Garden Bloggers' Bloom Day - January 2013

It's that time of the month again, to record what's in flower in the garden today.
Well this won't take long.

Helleborus sternii, bowing its head because of the recent snowfall.

Primroses purchased a couple of years ago and still doing well.

Rose Princess Alexandra of Kent, an English Rose bred by David Austin. Remember the rosebud I featured a few posts back, well this is it. Not fully open yet, but not bad for a snowy January day.

And finally, Helleborus orientalis, also featured in the bud post a short while ago. How kind of it to open for today. I'll be featuring this one again when all the buds are open.

So that's it, said it was short. Oh there were some violas and pansies as well, but you would have had to use your imagination, as they were under the snow. They were in full bloom. Really.

If you want to see what's in flower around the world today, why not visit May Dreams Gardens where Carol is hosting this meme. Thanks Carol.

Tuesday, 8 January 2013

Strawberry Alarm Clock

No, it's not a new variety of Strawberry
Or a reference to the 60's rock band.

But these are flowers on Strawberry Buddy, an ever-bearing variety. I featured this variety last year, and explained that it flowered and fruited throughout the growing season, not just in June. However, here we are at the beginning of January, the middle of our UK winter, and it's flowering.

Oh, and did I mention it's fruiting as well ?  I really don't think the fruits will ripen, but who knows. Anyway, I've tidied the plants up, a job I usually do to strawberries in early spring, and I'll see what happens next. In fact, I've already started doing a spring clean in the garden already. With hellebores now in full bud, and bulbs showing through, I thought I'd prepare for the spring display. I know it's very early, but with the mild weather we're having right now, it won't do any harm, I hope.

A few days ago, I saw this magpie in the garden. Now it's not my favourite bird, by any means, having seen it take many a young bird every spring. But I couldn't help but notice its remarkable plumage. And now, not only are there two magpies in the garden, but they've started building a nest, already. Is my calendar broken ?  It is midwinter, isn't it ?

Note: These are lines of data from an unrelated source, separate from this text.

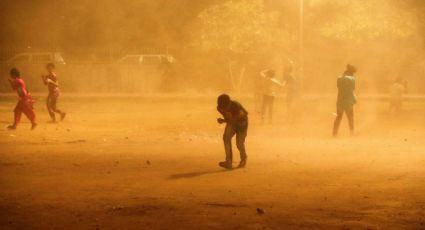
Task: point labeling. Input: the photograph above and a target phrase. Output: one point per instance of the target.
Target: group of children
(233, 113)
(26, 102)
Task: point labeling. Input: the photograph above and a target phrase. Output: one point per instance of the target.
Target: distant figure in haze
(25, 103)
(269, 86)
(346, 99)
(236, 119)
(290, 85)
(52, 83)
(397, 90)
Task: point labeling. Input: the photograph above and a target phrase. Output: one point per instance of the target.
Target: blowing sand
(151, 163)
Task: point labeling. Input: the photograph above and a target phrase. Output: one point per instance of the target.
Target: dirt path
(126, 164)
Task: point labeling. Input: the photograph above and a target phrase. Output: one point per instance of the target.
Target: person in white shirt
(269, 86)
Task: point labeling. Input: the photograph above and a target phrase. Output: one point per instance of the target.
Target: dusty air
(212, 114)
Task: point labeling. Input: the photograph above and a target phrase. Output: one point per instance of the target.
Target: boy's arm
(50, 81)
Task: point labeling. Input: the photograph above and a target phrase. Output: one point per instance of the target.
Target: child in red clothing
(25, 103)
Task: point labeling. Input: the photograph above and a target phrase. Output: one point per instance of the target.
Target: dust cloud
(139, 80)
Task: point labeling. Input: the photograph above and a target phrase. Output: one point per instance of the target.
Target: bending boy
(236, 119)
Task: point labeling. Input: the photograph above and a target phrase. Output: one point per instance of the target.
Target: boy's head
(14, 73)
(50, 67)
(223, 101)
(270, 73)
(350, 70)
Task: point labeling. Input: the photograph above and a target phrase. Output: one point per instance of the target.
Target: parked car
(146, 59)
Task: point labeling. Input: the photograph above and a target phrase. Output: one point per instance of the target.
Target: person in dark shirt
(25, 103)
(52, 83)
(346, 99)
(236, 118)
(291, 88)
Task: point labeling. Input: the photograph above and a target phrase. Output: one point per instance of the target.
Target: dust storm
(118, 112)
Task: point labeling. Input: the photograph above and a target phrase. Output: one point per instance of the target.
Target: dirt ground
(151, 163)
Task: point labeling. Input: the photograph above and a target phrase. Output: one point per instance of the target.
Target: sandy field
(151, 163)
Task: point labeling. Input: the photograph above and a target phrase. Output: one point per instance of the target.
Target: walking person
(270, 85)
(346, 99)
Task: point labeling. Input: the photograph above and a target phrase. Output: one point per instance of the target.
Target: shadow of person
(195, 174)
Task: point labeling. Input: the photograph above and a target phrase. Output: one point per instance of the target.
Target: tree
(237, 29)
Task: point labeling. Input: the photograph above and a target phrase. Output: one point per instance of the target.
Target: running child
(25, 102)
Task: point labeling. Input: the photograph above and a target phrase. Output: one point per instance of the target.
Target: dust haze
(139, 81)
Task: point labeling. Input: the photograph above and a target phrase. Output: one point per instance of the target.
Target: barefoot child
(51, 81)
(25, 103)
(346, 99)
(236, 119)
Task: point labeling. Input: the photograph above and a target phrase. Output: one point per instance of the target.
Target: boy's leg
(264, 107)
(227, 139)
(240, 143)
(271, 105)
(17, 115)
(49, 107)
(337, 121)
(350, 116)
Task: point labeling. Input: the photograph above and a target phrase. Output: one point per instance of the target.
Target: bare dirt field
(151, 163)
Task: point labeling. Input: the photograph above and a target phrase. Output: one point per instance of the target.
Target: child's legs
(227, 139)
(271, 105)
(53, 102)
(17, 113)
(264, 107)
(240, 143)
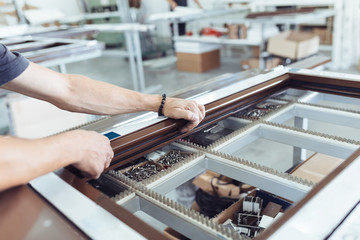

And finally, a look at that squirrel-proof feeder, you know the one that works:

Well they never claimed it was mouse proof, did they ?

Thursday, 3 January 2013

Slugging It Out

It's official; 2012 was the 'Year Of The Slug' in the UK,
And 2012 was the wettest year on record in England.
Happy New Year.

I could have put a photo of a slug here, you know. I mean it wouldn't have been difficult, they don't exactly run away from the camera. But then I thought, no, I'd feature another pest instead. These are feral pigeons. We have a flock of them that fly around and for some reason, they always land on one particular house roof. Bet the house owners aren't very happy.

I've never seen the pigeons feeding in the area, we only get Wood Pigeons in the gardens around here. But I often see this flock flying around and landing on this one roof. Why ?  Maybe it's the pigeon equivalent to Starbucks, without the coffee of course. Maybe they just meet there for a good chinwag.

And finally, as all the seed and plant catalogues drop through my letter box, I'm faced with a bit of a dilemma. You see, it used to be so much easier to choose plants that could put on a decent show in the summer. It was always a lottery as to whether the sun would shine frequently, but usually you could rely on the soil drying out by midsummer.

This time last year, in the middle of a drought, I purchased lots of drought-tolerant plants. Well they might have been drought-tolerant but they certainly weren't deluge tolerant. So what to buy this year ?  Might leave it a bit before I decide.